でも、その課題をNFC決済が克服できるチャンスが到来している。

カードの更新を迎えてEMVチップを備えたカードが利用者に広まり、米国のスーパーなどでは今、EMVチップがらみのトラブルが頻発している。磁気ストライプのカードに比べると処理に時間がかかり、エラーが起こることも少なくない。長い行列のレジで「値段の確認」になるとイライラするものだが、今はEMVチップのトラブル発生が行列をイライラさせる原因になっている。また、初めてのEMVチップ搭載カードの使い方に戸惑う利用者も多く、不便になったクレジットカードに不満を覚えた利用者が安全かつ便利な支払い方法としてNFC決済に目を向けるようになり始めている。

EMVチップに対応した端末を導入しているのにチップを差し込むところをテープでふさいで使用を拒否している小売店も……

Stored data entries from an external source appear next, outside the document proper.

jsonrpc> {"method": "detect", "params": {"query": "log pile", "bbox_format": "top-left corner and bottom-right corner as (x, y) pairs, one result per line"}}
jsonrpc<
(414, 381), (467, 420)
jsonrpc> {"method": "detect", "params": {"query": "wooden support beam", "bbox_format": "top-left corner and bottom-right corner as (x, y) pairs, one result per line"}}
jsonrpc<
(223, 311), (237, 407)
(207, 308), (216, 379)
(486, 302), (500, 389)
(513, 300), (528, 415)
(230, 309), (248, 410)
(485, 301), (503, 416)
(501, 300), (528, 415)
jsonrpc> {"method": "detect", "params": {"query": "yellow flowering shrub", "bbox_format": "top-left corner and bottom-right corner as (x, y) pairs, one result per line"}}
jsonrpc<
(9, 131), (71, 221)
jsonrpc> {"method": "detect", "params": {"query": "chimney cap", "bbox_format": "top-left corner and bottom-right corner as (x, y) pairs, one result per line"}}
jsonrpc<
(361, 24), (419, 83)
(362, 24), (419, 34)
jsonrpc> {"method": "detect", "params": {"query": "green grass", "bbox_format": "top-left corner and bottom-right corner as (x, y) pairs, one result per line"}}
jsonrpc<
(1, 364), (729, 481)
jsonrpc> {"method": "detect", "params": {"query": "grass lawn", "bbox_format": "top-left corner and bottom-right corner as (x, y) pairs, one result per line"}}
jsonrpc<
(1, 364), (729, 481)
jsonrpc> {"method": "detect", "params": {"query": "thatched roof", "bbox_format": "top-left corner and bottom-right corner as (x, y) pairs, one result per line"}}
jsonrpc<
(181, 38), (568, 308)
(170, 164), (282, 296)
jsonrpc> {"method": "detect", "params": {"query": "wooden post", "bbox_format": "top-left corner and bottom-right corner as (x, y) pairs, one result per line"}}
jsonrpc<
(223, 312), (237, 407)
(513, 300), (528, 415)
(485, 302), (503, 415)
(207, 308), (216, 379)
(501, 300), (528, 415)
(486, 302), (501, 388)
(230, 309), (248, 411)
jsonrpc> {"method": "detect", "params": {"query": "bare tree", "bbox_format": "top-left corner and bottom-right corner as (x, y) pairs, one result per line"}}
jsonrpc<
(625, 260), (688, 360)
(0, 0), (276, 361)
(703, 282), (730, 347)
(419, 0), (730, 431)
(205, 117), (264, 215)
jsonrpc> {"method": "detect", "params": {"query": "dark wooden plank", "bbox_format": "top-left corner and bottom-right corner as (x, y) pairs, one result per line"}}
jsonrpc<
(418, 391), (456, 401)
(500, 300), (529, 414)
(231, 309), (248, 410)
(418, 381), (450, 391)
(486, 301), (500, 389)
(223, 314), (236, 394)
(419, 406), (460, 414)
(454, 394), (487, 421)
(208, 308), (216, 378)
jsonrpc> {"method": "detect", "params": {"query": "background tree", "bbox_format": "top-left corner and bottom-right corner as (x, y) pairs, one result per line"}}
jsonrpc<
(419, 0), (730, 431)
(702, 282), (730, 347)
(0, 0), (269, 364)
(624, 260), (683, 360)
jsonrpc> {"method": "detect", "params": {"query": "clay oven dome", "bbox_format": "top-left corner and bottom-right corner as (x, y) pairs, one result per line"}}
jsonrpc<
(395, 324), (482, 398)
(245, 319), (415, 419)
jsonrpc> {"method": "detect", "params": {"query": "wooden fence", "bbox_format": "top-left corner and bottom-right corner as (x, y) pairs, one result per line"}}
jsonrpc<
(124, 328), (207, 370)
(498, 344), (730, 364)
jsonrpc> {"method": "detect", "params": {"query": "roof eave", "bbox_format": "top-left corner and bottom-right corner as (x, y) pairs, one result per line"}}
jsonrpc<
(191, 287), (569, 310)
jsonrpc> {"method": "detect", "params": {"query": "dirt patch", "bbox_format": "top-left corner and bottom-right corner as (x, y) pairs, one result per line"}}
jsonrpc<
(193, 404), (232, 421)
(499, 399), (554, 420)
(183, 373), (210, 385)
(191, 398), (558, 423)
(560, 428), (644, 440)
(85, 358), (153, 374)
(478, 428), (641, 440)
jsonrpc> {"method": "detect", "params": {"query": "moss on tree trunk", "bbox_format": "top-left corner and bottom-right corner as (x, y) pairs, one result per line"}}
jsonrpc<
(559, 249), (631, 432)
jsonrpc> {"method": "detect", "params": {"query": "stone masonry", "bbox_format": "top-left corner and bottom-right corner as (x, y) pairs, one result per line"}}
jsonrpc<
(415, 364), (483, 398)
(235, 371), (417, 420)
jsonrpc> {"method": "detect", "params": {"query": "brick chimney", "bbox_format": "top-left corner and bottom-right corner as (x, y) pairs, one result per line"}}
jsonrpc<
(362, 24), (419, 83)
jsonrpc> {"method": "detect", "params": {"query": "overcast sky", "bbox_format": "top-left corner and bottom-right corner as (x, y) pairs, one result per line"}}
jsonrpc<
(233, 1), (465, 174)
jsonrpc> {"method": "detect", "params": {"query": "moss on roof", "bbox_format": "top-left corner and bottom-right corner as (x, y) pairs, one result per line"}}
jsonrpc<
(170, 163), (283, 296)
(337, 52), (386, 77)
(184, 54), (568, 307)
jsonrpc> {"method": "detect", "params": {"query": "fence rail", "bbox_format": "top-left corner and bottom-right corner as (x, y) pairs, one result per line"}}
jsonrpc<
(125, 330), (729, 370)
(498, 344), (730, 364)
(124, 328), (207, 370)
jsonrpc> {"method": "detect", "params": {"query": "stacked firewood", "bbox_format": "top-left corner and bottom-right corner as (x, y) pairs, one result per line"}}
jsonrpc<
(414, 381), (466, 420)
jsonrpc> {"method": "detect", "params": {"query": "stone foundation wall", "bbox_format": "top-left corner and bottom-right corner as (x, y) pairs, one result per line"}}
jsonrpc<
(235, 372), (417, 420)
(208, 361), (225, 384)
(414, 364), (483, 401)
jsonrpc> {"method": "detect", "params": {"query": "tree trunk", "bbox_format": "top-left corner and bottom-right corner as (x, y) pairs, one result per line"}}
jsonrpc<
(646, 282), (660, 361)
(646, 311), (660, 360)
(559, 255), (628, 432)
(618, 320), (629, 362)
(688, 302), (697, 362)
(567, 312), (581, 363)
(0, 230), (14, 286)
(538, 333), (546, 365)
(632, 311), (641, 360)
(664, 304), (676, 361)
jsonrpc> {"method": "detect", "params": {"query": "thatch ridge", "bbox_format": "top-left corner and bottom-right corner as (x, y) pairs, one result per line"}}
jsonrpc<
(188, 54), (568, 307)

Appleが4インチiPhoneの新製品を投入する理由は様々だと思うが、もしこのタイミングで登場したら間違いなくApple Payユーザーの増加を加速させるものになるだろう。日本においてApple PayやAndroid Payは、日本国内の既存の決済方法と比較した議論になりがちだが、海外に出かけた時に簡単かつ安全に支払いを済ませるための方法というだけでもサポートされる価値は十分にあると思う。